The ninth annual conference began Sunday, March 5 at the Loews Atlanta Hotel, with a cocktail reception and dinner keynoted by Michael Leemhuis, CCM, CCE, PGA, President of Ocean Reef Club in Key Largo, Fla. Pre-conference events include a tour of the kitchen facilities at the Loews Atlanta Hotel, and sponsor sessions presented by PreGel America, Electrolux, Kopplin, Kuebler & Wallace, Alto-Shaam, and Montague.
The 2017 Chef to Chef Conference, held at the Loews Atlanta Hotel, kicked off on March 5 with a reception and dinner keynoted by Michael Leemhuis, CCM, CCE, PGA, President of Ocean Reef Club in Key Largo, Fla. Leemhuis presented on “Shaping Your Personal Future: Characteristics and Traits of Successful Hospitality Leaders.”
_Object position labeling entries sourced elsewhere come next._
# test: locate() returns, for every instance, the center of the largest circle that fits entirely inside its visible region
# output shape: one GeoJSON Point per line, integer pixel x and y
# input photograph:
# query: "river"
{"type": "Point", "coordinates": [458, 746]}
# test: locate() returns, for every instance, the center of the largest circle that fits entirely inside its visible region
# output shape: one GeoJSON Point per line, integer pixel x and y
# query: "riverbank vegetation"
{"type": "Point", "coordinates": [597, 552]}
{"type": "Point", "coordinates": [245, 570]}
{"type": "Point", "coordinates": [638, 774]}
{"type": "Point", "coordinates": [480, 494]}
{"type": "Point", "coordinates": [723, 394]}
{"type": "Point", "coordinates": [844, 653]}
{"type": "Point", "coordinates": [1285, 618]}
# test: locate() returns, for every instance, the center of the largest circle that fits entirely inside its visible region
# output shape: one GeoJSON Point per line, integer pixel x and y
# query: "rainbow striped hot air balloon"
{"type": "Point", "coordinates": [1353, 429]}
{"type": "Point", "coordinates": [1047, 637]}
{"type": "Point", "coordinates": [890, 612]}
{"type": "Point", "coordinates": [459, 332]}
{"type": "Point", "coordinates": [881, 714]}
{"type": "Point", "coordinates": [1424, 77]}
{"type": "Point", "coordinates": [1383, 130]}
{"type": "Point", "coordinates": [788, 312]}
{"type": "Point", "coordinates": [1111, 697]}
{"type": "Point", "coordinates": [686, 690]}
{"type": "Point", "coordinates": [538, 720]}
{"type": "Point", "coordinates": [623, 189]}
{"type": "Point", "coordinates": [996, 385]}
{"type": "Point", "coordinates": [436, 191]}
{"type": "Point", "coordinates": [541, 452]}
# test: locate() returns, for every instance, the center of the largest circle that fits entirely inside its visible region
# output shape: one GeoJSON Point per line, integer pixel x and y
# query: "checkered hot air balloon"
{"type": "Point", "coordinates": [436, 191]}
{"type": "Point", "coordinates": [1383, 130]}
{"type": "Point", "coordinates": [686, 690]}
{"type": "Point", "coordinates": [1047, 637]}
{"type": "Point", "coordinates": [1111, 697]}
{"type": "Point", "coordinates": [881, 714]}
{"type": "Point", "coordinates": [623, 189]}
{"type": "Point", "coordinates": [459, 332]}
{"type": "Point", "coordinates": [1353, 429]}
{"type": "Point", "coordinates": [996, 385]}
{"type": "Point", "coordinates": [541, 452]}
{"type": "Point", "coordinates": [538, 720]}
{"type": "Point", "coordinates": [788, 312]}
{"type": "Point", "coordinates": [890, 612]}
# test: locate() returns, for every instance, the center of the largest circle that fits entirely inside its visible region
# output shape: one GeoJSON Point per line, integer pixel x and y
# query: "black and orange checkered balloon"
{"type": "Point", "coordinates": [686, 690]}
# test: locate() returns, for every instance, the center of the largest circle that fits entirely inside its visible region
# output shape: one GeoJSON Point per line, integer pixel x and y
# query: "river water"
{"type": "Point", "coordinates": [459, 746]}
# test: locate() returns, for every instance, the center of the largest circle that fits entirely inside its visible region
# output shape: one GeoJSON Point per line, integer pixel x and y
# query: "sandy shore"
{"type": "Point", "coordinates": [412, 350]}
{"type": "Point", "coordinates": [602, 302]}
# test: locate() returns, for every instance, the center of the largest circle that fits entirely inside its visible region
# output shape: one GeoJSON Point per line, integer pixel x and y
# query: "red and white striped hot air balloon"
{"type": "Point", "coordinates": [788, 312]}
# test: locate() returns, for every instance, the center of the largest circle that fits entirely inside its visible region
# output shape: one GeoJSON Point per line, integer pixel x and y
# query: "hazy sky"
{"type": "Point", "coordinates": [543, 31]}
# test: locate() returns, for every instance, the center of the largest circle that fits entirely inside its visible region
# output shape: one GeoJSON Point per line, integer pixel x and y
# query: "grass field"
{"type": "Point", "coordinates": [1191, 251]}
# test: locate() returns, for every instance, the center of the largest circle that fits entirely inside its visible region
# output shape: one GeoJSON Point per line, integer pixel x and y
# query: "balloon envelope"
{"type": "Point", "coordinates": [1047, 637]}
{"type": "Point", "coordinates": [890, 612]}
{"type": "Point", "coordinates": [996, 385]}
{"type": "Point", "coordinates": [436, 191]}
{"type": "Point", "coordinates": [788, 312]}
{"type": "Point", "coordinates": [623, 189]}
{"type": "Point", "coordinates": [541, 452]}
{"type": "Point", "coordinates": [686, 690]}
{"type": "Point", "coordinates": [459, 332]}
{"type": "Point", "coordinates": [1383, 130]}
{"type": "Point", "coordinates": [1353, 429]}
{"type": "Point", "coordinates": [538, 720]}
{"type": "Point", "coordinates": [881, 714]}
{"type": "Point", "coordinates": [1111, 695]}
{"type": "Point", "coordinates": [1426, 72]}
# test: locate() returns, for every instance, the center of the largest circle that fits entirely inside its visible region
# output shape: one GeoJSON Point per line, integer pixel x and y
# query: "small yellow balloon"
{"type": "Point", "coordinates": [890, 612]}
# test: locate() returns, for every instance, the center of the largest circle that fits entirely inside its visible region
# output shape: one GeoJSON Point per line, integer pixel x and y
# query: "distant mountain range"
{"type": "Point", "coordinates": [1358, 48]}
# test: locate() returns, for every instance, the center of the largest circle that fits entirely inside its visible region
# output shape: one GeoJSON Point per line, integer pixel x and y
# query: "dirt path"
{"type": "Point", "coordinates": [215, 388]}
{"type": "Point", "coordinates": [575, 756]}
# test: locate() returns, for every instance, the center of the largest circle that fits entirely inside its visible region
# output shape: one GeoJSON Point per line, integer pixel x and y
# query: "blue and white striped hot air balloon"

The ninth annual event, presented by Club & Resort Business, extends through March 7. Sessions are presented by prominent club chefs and for club chefs.
Before the official start of conference events, attendees were treated to a tour of the impressive kitchens at the Loews Atlanta Hotel, including the back-of-house facilities of the hotel’s Saltwood Restaurant and banquet prep area.
Select sponsors, including PreGel America, Electrolux, Kopplin, Kuebler & Wallace, Alto-Shaam, and Montague, also presented to attendees before the conference officially started, sharing relevant ideas, trends, and hot topics in the culinary industry.
March 6 marks the first full day of conference sessions—click here to view the agenda and tune into C&RB’s Facebook and Twitter accounts for live coverage of the event, including photos, using hashtag #C2C2017.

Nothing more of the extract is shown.